Hey reddit, take it easy on me I've suffered from P.T.S.D. and depression/anxiety for about 8 years
I have no college education, but I did go back and recieve my H.I.S.E.T/G.E.D.
I have been working on and off construction gigs in Montana for the last few years. Its not a great fit, my employers love me because I work really hard, but I never make more than $20 an hour. The work is hard on me, I'm a skinny guy who is not very healthy, everything hurts at the end of the day.
I want to start making money but I am overwhelmed. I've never been good with financial and feel like I am running out of time.
I think about college but I always hear horror stories of debt and useless degree's.
I am pretty good with computers. I spend most of my free time gaming. It is sort of a passion. I just don't see how someone like me could make something in the gaming field work.
Any suggestions on how to get back on track and stop working myself to death for a paycheck to paycheck depressionfest?
Edit: Thanks for all of the ideas, you guys made my Sunday much better.
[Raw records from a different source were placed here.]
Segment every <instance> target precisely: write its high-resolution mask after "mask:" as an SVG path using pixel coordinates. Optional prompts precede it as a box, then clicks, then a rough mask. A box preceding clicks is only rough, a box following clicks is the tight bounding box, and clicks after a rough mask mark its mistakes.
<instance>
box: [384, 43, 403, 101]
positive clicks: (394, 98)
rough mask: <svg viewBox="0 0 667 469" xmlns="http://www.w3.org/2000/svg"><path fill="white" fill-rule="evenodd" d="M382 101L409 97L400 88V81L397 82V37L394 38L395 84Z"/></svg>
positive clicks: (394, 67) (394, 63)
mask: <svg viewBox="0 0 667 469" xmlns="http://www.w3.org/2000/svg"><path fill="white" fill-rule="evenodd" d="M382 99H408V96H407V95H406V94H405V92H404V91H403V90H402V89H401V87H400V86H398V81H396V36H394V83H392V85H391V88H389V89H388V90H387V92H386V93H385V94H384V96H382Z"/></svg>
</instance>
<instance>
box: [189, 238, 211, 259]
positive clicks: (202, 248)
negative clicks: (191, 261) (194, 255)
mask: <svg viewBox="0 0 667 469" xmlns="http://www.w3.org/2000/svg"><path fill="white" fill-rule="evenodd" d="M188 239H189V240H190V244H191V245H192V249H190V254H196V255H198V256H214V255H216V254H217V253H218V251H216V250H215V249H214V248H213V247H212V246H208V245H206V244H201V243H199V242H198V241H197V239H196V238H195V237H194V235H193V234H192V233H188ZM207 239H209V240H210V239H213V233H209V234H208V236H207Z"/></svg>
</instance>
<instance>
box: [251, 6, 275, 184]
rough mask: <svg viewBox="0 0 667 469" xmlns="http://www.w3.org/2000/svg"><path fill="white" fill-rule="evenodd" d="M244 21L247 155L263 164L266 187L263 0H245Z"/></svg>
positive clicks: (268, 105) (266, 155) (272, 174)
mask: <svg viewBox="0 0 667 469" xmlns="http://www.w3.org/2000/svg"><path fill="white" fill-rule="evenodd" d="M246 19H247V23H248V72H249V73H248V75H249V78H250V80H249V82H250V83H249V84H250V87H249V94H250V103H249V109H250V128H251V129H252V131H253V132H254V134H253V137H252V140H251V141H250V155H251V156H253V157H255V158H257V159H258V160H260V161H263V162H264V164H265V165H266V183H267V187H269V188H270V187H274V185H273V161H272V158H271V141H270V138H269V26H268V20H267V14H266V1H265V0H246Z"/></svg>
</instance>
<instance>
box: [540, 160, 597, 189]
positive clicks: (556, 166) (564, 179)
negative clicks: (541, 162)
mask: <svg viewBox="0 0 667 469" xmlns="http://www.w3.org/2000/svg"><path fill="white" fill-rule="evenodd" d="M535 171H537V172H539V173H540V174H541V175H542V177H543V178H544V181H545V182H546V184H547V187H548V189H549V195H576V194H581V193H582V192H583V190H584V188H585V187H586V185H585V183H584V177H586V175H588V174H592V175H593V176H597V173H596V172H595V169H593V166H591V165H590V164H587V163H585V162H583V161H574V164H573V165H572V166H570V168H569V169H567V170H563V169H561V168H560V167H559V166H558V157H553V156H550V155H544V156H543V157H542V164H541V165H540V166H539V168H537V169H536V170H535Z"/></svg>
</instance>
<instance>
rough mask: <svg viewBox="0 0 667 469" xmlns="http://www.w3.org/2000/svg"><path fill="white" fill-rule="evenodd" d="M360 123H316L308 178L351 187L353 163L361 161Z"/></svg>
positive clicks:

I have a lot to consider. I'll come back later and check again. I need to get ready for the work week.
🙂
Edit2: I only expected a few people to see this, I'm sorry I can't reply to you all. But I really appreciate you guys taking the time out of your day to give me advice.
Update: Some of you have sent me some seriously amazing responses, great advice and even job offers.
Some of you are asking about my P.T.S.D. I was not in the military. It was caused from something else. I keep erasing and re-writing these next lines because I feel like I should have to defend the reason I have P.T.S.D. The fact is. It sucks. You re-live something over and over playing it out in your head. I understood it at the time, I knew what it was. But I thought I could just splash water on my face get over it.. I fought it for years. Maybe if I was brave enough to ask for help, instead of trying to deny that there was something wrong with me, These last few years could have been different. All I'm saying is that I came here for advice and got a ton of it. So the one thing I might be able to give back is that if you think something is wrong, you should seek help not shelter.
Update 2: "Learn to code!" I hear you guys, I am on it. Python installed Pycharm installed and I taking Udemy courses.
This thread will serve as a tool over the next week/s something I can really search through and hopefully find a path that I can follow.
Much love reddit. Thanks for your support!